While the Provincial and Federal governments can run deficits, Towns and Cities cannot.
Deficits occur when a Federal or Provincial government spends more on their services and projects during their fiscal year than their revenue for that year. The new Federal government, for example, just announced that they expect to end their fiscal year with a $3.0 billion deficit. Adding up this overspending is called an accumulated deficit or Federal / Provincial debt. And, that Federal and Provincial debt includes both operating costs (program spending) and capital expenditures.
On the other hand, Towns and Cities must run balanced books each year. We cannot budget for a deficit nor a surplus, nor can we accumulate deficits.
So, how do we mitigate unexpected expenses or pay for large capital projects? With reserves and municipal debt (called debentures).
Sometimes we accumulate specific funds over a few years in a reserve to help pay for something in a future year. For example, we might put $100K aside for a few years so that we can buy a $400K fire truck in year four. Or, we established a snow clearing reserve to cover excess operating costs for winter control methods (if required).
For multi-million-dollar community assets, however, it might not make sense to save up for decades in advance.

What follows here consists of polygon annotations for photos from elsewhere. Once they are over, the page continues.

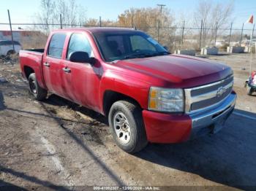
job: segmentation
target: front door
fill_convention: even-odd
[[[63,50],[66,34],[56,33],[51,36],[48,51],[42,61],[42,73],[47,88],[51,93],[65,97],[63,92]]]
[[[70,36],[66,60],[64,61],[64,67],[68,71],[63,79],[64,91],[67,93],[69,100],[97,110],[95,103],[98,102],[99,96],[99,66],[89,63],[71,62],[71,54],[77,51],[86,52],[90,57],[94,57],[86,34],[74,33]]]

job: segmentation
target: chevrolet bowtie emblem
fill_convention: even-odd
[[[223,87],[219,87],[217,93],[217,96],[218,98],[221,97],[226,91],[227,91],[226,88],[225,88]]]

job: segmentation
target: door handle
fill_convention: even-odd
[[[48,63],[48,62],[44,63],[44,66],[46,67],[50,67],[50,63]]]
[[[63,68],[62,69],[66,73],[71,73],[71,69],[67,67]]]

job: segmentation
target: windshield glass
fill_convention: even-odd
[[[94,35],[108,62],[169,54],[157,41],[143,32],[96,32]]]

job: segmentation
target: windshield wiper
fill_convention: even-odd
[[[158,52],[153,54],[147,55],[147,57],[153,57],[153,56],[157,56],[157,55],[167,55],[170,54],[170,52],[167,51],[162,51],[162,52]]]
[[[153,53],[153,54],[146,54],[146,53],[141,53],[141,52],[140,53],[133,53],[133,54],[124,56],[124,59],[153,57],[153,56],[165,55],[170,55],[170,53],[169,52],[167,52],[167,51],[155,52],[155,53]]]
[[[124,56],[124,59],[129,59],[129,58],[145,58],[146,56],[148,56],[148,55],[145,54],[145,53],[133,53],[133,54]]]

For example, does it make sense to pre-charge folks for a number of years to save up for a multi-million-dollar water or waste water project, when the asset will be used over 50 to 70 years? Why should people who move or pass away prior to a project’s construction pre-pay for an entire project? Wouldn’t it be better to allow folks benefitting from the project pay as they use it?
One could make the same case for a 40 -50-year asset like a community centre or a 25-year asset like a downtown redevelopment. It’s often in these types of cases that “smart debt” – a debenture period of less than the life of the asset – makes sense.
And, that’s especially beneficial during periods of low interest rates and infrastructure grants from other Governments. For example, by the end of 2014 the Town’s total long-term debt was just under $5.9 million. Last year we added nearly $1.8 million of debt to pay our share of Downtown Fonthill’s revitalization and Fire Station #2 construction after taking advantage of more than $4.1 million of Federal and Provincial stimulus funding; we also repaid $914,070 in debt principal in 2014.
I will continue to keep you informed as Council and I work to improve our infrastructure and increase the quality of life in our Town.